Critiquing a photo can involve as much or as little time as possible. Even hearing someone say “I like it, but I don’t know why,” as long as it’s genuine, can be helpful or constructive. Without spending hours looking at the details of the line-work, composition or motives, I limited myself to the basics. Here’s my 2 Minute Critique:
This photo was taken at an out-of-use Finnish Farm, up-kept for display of times past. Nothing was moved or altered to capture this moment, or these artifacts.
It shows the forgotten hayloft still set for a hard day’s work. The weight of the image has a light to dark movement as the eye traces from right to left. The weight of the darkness is offset by the open ground in the forefront of the right bottom corner.Each tool, whether curved or straight, has a crisp curve that contrasts with the softness of the color palate and the dust covered haze.
Beautiful artifacts placed together to give a wonderful glimpse of the past. Between the muted brown and gray tones, to the crossing of lines, evoking movement and a job to be done – the mood is of calm potential.
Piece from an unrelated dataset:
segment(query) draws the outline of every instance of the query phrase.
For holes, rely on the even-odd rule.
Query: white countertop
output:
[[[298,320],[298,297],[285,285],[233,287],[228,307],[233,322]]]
The most important thing when I’m receiving feedback is honesty and engagement. Even if you’re looking at a photo for 2-5 minutes, really look at that photo and look into the photo. I want to know how you feel, what you like, where your eye goes, what confuses your attention, what feels unneeded, and what you feel you’re missing. Sometimes missing something can create contrast and a dynamic interest, other times, too much action in one section of the photograph can create clutter and disinterest. The most successful information from a critique is that which helps you adjust your composition to maximize its potential, whether through cropping or photo-editing etc.